Smith-Schuster had 58 catches for 917 yards and seven touchdowns a year ago as a second-round rookie and has certainly taken his game to the next level in his sophomore campaign.
"He's a dynamic player, tremendous player – great with the ball in his hands, great hands, makes some spectacular catches, hard to tackle, so he's very good," Belichick added.
Ben still big: Roethlisberger is in the midst of an impressive season in which he's throwing the ball as much as ever. He leads the NFL in attempts and is second in both completions and yards. He's thrown 28 touchdowns, but has also tossed 13 interceptions. He's battling a rib injury suffered in last weekend's loss in Oakland, but Belichick is expecting nothing less than Big Ben's best – which includes the ability to shake off pass rushers and extend plays.
"He's as good as anybody at that, and he's strong, he can stand in the pocket, stiff-arms defenders, throws the ball," Belichick said. "He's got great length himself to be able to see over practically everything, he's got a tremendous arm, can deliver with no wind-up or step into the throw – he can just flat-foot it and fire it 50, 60 yards downfield.

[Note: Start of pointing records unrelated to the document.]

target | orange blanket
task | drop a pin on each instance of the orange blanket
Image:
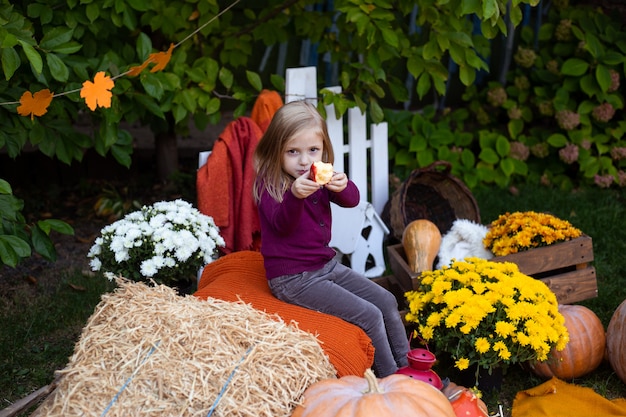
(241, 275)
(224, 186)
(556, 398)
(264, 108)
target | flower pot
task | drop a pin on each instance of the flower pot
(421, 359)
(429, 376)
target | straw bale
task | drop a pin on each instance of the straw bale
(148, 351)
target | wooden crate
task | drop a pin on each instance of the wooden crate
(564, 267)
(406, 279)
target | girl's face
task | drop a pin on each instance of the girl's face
(301, 151)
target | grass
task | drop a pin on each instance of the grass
(599, 214)
(38, 330)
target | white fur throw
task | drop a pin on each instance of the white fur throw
(463, 240)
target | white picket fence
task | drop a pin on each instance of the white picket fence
(357, 233)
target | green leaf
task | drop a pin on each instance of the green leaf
(43, 244)
(58, 69)
(423, 85)
(508, 166)
(5, 187)
(150, 105)
(153, 86)
(593, 45)
(515, 128)
(467, 75)
(390, 37)
(589, 85)
(179, 112)
(255, 80)
(415, 65)
(503, 147)
(603, 75)
(92, 11)
(188, 100)
(144, 46)
(612, 58)
(468, 158)
(12, 249)
(557, 140)
(10, 62)
(488, 155)
(57, 225)
(33, 56)
(490, 9)
(10, 207)
(68, 48)
(376, 112)
(574, 67)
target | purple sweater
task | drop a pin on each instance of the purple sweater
(296, 232)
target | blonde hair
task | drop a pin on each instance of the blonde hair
(288, 121)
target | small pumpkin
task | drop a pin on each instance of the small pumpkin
(392, 396)
(421, 240)
(616, 340)
(585, 350)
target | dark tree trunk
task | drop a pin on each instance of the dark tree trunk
(166, 152)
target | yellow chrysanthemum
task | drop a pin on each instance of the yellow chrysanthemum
(474, 307)
(520, 231)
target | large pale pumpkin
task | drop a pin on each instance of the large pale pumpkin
(393, 396)
(421, 240)
(616, 341)
(584, 351)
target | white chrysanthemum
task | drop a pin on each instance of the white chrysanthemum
(121, 256)
(166, 241)
(117, 244)
(95, 264)
(148, 268)
(95, 250)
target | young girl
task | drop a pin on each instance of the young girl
(295, 218)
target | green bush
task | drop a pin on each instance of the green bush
(554, 122)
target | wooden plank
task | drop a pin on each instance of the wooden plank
(574, 286)
(549, 258)
(397, 261)
(23, 404)
(570, 286)
(379, 158)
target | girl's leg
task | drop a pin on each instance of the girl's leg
(386, 303)
(345, 294)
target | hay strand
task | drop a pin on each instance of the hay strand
(147, 351)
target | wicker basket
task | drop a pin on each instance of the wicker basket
(434, 194)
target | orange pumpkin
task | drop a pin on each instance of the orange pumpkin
(583, 353)
(465, 403)
(421, 240)
(393, 396)
(616, 340)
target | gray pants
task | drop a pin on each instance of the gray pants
(339, 291)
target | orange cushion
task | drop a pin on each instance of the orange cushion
(241, 275)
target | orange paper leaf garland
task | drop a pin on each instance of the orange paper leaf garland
(98, 93)
(34, 104)
(160, 59)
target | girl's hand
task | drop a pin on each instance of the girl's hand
(304, 186)
(338, 182)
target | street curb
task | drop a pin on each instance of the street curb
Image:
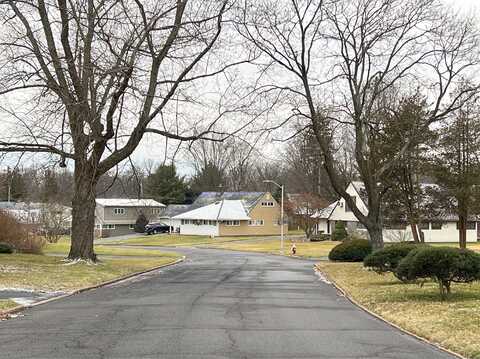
(368, 311)
(84, 289)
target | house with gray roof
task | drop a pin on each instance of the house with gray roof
(117, 216)
(232, 214)
(442, 227)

So, he's got great poise, great patience, he knows how long he can wait, and usually a lot of times he waits right until the bitter end and then delivers the ball, and a lot of times, like on the 97-yard touchdown pass to Smith-Schuster, he held it right to the last second, got nailed just as he released the ball and it's a 97-yard touchdown pass. You know, that's the kind of thing he does. He hangs in there until the last second and makes those throws. He's tough. He's really tough. We have a lot of respect for him."
In the running: One running back the Patriots know they won't have to deal with is veteran All-Pro star Le'Veon Bell, who's sitting out the season in a contract dispute. James Conner has filled in more than admirably, leading Pittsburgh with 909 yards and 12 scores on 201 rushing attempts, while adding a Bell-like 52 catches for 467 yards and another score.
But Conner missed last week with an ankle injury and is a major question mark for the Steelers offense. If he can't go, Pittsburgh could turn to old friend Steven Ridley or versatile rookie fifth-round pick Jaylen Samuels. Both have carried the ball exactly 23 times this season for identical 2.6-yard averages.
Samuel is unique in that he was listed as a tight end at the combine after playing just about every position on the field for the N.C. State offense last season. He's shown that athletic ability with 14 catches for 118 yards and two scores in limited action this season.
"He's been an every-down player for them," Belichick said of Samuels' fill-in role. "He played a lot of different positions at N.C. State. They used him as a slot receiver, tight end, running back, a little bit of fullback. So, he did a lot of different things, very athletic guy, good in the passing game, good with the ball in his hands. He's a guy they try to get the ball to and they put him in a lot of different spots."
If Conner is healthy enough to play against New England, he's a lot for the defense to deal with.
"He's a very tough runner, physical, breaks a lot of tackles, runs hard," Belichick said. "He's a tough player to tackle. His playing strength, his balance, is good in the passing game, catches the ball well, gets upfield. He doesn't spend a lot of time going sideways. He finds space, he gets into the defense and is hard to tackle, so he's done a really good job for them. Good vision, excellent, excellent runner with good power, good hands. He's had a very productive year."